Fill in the black using $\subseteq$ OR $\not \subset $
Are my answers correct?
{$\frac {x} {x+1} : x\in \mathbb {N}$} __ $\mathbb {Q}$
ANSWER: $\not \subset $
$\mathbb {Z} \cup [-1,1]$ __ $[-2,2]
ANSWER: $\subseteq$
$\mathbb {N} $ x $\mathbb {Z}$ __ $\mathbb {Z} $ x $\mathbb {N}$
ANSWER: $\not \subset $
$\mathbb {Z} $ x $\mathbb {N}$ __ $\mathbb {N} $ x $\mathbb {Z}$
ANSWER: $\not \subset $
The last two are correct: $\langle 1,-1\rangle$ is in $\Bbb N\times\Bbb Z$ but not in $\Bbb Z\times\Bbb N$, and $\langle -1,1\rangle$ is in $\Bbb Z\times\Bbb N$ but not in $\Bbb N\times\Bbb Z$. The first two, however, are wrong.
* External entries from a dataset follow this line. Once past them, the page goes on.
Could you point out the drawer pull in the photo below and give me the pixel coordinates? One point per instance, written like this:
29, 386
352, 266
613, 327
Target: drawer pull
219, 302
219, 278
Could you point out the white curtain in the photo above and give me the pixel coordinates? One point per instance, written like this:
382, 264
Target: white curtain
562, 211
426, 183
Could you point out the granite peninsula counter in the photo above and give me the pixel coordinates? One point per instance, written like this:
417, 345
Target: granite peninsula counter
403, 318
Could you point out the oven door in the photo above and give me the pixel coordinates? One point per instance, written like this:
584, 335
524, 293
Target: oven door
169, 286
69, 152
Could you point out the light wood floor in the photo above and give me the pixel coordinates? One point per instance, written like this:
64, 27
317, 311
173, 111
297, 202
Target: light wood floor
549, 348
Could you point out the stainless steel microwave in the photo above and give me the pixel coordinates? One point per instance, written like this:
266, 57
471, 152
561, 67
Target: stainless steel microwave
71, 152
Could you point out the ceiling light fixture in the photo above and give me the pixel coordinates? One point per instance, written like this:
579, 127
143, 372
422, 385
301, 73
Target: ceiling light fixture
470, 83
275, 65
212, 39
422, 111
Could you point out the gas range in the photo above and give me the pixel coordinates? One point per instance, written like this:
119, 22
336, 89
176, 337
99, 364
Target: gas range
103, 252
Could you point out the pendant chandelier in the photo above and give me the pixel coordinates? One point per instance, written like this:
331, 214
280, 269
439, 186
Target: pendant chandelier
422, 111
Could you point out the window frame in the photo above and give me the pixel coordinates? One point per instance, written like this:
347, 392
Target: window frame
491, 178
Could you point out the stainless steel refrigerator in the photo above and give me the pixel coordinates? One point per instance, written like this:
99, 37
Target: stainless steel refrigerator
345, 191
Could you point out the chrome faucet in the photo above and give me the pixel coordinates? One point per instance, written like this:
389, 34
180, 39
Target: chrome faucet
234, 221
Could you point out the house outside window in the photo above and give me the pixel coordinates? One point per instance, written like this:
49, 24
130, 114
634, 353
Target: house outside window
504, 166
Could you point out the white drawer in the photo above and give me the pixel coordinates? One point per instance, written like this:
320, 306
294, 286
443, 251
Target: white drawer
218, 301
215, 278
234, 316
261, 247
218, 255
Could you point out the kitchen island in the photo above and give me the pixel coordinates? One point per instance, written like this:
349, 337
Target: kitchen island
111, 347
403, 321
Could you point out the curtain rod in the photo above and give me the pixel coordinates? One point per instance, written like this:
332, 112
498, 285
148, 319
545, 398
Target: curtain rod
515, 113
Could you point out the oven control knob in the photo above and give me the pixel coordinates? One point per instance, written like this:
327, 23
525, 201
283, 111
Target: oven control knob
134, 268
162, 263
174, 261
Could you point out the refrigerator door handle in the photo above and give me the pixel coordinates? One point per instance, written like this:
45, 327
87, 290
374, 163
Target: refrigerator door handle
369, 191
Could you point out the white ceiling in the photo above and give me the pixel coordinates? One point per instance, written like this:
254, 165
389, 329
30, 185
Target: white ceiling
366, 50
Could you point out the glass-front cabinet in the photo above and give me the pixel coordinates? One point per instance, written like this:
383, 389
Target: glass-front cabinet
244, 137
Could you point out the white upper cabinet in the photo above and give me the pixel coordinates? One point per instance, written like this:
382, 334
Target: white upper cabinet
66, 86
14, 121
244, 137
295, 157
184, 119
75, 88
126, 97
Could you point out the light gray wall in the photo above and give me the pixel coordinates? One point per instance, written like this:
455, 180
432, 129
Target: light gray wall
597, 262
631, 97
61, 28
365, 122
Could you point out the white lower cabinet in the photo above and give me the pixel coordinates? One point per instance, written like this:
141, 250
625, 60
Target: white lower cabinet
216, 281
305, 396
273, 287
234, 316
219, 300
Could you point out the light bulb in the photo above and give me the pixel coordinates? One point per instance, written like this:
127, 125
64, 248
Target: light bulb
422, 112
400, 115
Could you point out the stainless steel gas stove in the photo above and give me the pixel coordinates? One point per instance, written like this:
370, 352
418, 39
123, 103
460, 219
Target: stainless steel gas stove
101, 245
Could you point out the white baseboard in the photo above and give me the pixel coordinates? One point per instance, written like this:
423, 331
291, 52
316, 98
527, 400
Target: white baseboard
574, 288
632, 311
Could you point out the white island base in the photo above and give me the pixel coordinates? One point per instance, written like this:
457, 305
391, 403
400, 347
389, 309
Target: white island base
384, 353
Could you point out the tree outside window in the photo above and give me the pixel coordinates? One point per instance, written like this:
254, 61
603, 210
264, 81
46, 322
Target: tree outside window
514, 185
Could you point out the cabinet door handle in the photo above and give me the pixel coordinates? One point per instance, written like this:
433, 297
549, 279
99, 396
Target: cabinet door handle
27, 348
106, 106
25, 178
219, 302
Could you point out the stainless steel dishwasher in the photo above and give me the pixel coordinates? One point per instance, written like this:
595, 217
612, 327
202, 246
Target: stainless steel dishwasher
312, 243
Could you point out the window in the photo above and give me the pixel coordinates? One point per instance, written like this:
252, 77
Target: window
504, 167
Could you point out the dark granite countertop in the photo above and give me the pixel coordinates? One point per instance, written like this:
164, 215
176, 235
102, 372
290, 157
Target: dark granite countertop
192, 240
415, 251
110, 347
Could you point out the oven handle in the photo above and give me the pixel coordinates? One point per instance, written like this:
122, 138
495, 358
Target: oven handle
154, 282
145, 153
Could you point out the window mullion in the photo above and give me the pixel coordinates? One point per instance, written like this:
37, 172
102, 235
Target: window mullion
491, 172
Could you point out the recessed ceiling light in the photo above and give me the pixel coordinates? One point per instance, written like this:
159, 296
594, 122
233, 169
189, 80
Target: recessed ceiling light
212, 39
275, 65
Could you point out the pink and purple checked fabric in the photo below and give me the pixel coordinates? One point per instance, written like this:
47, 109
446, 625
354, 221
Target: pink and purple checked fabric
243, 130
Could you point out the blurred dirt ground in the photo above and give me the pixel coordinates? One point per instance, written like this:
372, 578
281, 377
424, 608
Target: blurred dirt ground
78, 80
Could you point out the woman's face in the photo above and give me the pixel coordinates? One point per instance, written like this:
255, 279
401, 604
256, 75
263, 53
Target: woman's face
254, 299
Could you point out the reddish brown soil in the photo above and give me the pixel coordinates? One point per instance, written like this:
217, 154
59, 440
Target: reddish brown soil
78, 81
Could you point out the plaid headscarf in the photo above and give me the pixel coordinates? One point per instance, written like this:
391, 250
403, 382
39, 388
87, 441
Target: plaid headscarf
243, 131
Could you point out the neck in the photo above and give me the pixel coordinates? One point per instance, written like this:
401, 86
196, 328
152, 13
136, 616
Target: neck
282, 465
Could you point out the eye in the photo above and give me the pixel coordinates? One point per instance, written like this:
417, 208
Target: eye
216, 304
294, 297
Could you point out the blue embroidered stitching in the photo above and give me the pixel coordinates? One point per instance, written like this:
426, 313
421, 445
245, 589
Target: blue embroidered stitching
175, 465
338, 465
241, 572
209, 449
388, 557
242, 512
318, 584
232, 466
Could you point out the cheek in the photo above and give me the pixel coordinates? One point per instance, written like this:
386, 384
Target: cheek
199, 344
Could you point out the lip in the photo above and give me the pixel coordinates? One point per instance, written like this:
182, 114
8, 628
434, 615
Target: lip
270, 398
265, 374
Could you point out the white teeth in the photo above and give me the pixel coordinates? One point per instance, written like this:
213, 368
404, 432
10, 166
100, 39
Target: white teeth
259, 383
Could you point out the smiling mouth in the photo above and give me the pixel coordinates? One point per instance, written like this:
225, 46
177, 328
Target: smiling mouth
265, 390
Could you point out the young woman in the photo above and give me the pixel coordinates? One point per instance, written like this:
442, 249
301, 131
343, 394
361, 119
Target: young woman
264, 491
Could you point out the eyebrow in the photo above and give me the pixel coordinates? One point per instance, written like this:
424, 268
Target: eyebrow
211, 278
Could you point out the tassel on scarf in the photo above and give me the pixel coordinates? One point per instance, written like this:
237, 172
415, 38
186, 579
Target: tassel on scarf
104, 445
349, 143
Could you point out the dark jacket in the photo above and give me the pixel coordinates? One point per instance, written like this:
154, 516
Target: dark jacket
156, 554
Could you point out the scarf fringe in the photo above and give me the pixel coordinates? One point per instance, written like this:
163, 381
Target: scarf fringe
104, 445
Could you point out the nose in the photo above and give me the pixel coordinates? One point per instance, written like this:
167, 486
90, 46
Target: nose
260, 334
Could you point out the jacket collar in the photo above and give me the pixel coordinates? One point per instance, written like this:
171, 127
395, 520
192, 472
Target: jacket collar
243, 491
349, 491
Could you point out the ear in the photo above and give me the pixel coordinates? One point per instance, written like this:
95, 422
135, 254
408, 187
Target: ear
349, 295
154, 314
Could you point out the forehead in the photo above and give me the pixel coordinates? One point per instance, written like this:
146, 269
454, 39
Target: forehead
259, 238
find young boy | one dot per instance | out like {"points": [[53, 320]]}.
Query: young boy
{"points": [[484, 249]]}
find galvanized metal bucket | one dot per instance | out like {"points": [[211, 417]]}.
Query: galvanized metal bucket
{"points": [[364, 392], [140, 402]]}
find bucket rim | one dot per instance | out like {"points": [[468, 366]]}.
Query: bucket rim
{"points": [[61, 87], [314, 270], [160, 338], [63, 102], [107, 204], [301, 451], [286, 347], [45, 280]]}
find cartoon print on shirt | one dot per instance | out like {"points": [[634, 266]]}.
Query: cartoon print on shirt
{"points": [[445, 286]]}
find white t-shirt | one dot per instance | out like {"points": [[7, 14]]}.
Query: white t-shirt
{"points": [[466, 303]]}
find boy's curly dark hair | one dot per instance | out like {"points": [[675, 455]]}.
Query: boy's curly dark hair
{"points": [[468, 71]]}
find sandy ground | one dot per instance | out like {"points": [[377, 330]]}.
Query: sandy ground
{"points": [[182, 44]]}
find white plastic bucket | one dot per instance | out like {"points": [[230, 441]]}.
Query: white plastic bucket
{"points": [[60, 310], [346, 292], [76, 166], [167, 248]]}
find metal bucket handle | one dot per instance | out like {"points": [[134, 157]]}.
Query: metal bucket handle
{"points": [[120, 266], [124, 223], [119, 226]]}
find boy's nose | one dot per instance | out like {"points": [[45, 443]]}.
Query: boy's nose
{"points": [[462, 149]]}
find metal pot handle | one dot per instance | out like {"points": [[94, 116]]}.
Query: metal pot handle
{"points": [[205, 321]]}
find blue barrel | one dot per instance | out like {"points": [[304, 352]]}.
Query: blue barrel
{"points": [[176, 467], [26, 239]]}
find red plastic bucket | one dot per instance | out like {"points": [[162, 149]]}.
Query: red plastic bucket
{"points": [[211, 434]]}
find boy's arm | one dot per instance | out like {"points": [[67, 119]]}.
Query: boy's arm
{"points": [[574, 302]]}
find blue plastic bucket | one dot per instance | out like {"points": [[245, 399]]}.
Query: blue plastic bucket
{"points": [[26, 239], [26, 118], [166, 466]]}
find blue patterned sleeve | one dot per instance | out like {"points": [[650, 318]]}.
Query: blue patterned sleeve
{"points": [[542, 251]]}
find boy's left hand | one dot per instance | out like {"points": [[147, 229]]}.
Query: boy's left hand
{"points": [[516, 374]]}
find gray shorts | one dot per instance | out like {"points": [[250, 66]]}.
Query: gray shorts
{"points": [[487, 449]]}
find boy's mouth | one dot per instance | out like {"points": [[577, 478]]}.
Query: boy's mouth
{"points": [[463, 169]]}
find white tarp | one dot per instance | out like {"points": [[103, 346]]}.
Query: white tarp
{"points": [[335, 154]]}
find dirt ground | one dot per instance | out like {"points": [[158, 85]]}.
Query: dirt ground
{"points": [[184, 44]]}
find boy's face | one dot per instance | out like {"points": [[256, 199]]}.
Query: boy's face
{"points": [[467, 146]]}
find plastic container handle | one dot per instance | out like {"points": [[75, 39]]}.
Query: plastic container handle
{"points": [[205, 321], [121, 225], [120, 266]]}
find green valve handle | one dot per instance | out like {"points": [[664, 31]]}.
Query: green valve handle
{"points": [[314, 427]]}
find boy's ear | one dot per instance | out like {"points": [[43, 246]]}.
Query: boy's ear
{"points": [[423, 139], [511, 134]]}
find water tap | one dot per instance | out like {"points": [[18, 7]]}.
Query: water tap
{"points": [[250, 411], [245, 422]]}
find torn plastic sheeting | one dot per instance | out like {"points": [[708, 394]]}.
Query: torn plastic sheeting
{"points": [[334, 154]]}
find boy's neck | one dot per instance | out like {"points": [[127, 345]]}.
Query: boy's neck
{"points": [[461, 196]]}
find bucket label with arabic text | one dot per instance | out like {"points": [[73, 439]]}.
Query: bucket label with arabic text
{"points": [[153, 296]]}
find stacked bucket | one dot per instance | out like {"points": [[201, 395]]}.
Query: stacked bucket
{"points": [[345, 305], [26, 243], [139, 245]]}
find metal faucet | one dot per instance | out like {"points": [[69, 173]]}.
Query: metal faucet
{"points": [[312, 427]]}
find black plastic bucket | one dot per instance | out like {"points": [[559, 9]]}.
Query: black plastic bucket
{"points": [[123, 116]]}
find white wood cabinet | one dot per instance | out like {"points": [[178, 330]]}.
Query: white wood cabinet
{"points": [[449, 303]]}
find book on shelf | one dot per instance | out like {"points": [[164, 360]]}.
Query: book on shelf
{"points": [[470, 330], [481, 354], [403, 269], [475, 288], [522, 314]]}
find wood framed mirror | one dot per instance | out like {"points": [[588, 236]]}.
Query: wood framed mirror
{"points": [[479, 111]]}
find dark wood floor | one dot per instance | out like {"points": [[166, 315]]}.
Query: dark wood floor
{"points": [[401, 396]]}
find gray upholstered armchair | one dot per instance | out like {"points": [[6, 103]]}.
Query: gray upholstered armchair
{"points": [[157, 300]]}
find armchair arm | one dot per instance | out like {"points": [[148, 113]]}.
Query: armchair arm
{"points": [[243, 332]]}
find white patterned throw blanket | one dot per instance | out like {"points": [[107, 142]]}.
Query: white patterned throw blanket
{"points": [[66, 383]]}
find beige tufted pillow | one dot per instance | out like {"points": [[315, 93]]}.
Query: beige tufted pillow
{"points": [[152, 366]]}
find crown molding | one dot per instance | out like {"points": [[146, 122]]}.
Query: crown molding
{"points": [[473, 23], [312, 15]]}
If $x\in\Bbb N$, then $x+1\in\Bbb N$ and $x+1\ne 0$, so $\frac{x}{x+1}\in\Bbb Q$. Thus, $\left\{\frac{x}{x+1}:x\in\Bbb N\right\}\subseteq\Bbb Q$.
$3\in\Bbb Z\cup[-1,1]$, but $3\notin[-2,2]$, so $\Bbb Z\cup[-1,1]\nsubseteq[-2,2]$.